Edmund traveled to London alone, his wand in his pocket, the ring on his finger. The hospital was hidden in an old department store, its entrance invisible to Muggle eyes. He stepped through the glass doors and into a world he had only read about.
The atrium was bright, bustling with healers and patients and visitors. Healer Strout met him at the entrance—a tall woman with kind eyes and hands that moved with the precision of a surgeon. She led him through the wards, explaining the work they did, the challenges they faced, the patients they had saved and the ones they had lost.
"This is the Spell Damage ward," she said, leading him through a set of double doors. "These are the patients who have been injured by curses, hexes, and spells gone wrong. Some of them have been here for years. Some will never leave."

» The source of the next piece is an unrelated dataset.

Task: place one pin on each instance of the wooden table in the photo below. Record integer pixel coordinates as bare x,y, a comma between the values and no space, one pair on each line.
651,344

Edmund walked past the beds, his eyes wide. A man lay with his skin turned to glass, his organs visible beneath the translucent surface. A woman muttered to herself, her eyes fixed on something that no one else could see. A child—no older than a first year—lay in a bed at the end of the ward, his face blank, his eyes empty.
"Stunned," Healer Strout said quietly. "A dueling accident. He hasn't woken up."
Edmund stood by the child's bed, his hands at his sides. The ring pulsed on his finger, warm and insistent. He reached out, not touching, just feeling. The child's magic was there, but it was dim, like a candle that had burned down to its last flicker.
"Can he be healed?" Edmund asked.
Healer Strout shook her head. "We don't know. Some wake up. Some don't. We can only wait."
Edmund stood there for a long time, watching the child breathe. He wanted to help. He wanted to cast a spell, to say the right words, to do something. But there was nothing. Only waiting.